Sartoria Vico | SS2013

Vistamare. Che è il titolo della collezione.
E ti vedi già affacciata/o dal terrazzino della pensione a guardare, in ordine inverso di banalità e rima: chiappe chiare, uomini pescare, padri e madri piantare (l’ombrellone), pupattoli frignare e leccare (coni sgocciolanti macchiandosi di fragola industriale), i lettori sprofondare (il naso tra le pagine, sbaffi di crema sulle spalle e le ginocchia), gli anziani esibire (le pieghe incartapecorite della pelle, punteggiata di cespuglietti canuti), gli albergatori lamentare (il calo stagionale), gli ambulanti spammare (braccialettini, borse false, occhiali con le lenti di plastica dell’uovo kinder, sadici strumenti di tortura per vicini d’ombrellone), gli hipsters arrivare (in bici, con set di bocce in edizione limitata e birra artigianale), la bellagente ballare (aperitivo al tramonto, stessa spiaggia stesso mare, un centone arrotolare e poi tirare), i palestrati ungere (la pellaccia da arrostire e/o stufare).

E poi ci sono quelli che, chissà come, sembrano starsene qualche spanna più in alto, distaccati dalla folla abbrustolita, dagli schiamazzi, dalle irrimediabili piccole/grandi cafonerie del lungomare. Gente come quel bizzarro signore che un giorno, in un racconto di Rodari, se ne arrivò sulla spiaggia di Ostia e piantò l’ombrellone per aria, sopra alla folla romanescamente urlante, appiccicata come in un formicaio, sbalordita ma non troppo dalla visione surreale del vicino d’ombrellone al piano superiore (Sulla spiaggia di Ostia, da Favole al Telefono, Einaudi).

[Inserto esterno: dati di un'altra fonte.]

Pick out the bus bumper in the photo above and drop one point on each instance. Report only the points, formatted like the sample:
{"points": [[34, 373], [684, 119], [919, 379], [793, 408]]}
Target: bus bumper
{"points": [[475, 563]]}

Ecco, la collezione primavera/estate di Sartoria Vico è sulla stessa lunghezza d’onda: uno stile asciutto, distaccato, fresco, bizzarro-ma-non-troppo, dato da linee pulite e minimali, volumi che sembrano in dialogo costante con l’aria (lassù) tutt’attorno, colori finti-neutri che paradossalmente risaltano più che mai a contrasto con l’ipersaturazione che riempie i panorami visivi estivi (marini ma pure urbani).

Una collezione adatta ad una levitante aliena con la testa tra le nuvole (e la t-shirt bianca in copertina — gonfia e soffice come una rete fatta di marshmallow — una nuvola la ricorda), a metà strada dal cielo e dalla terra, senza immergersi nella normalità né ritirarsi tra le stelle.
«Chissà chi era e chissà dove aveva comprato quell’ombrellone», così si chiude la fiaba di Rodari. Con qualche aggiustamento potrebbe diventare: «Chissà chi era e chissà dove aveva comprato quei vestiti», ma in questo caso la risposta è ovvia: da Sartoria Vico, da anni tra i più interessanti (e un po’ così, un po’ per aria come la donna che amano vestire) marchi indipendenti del panorama italiano.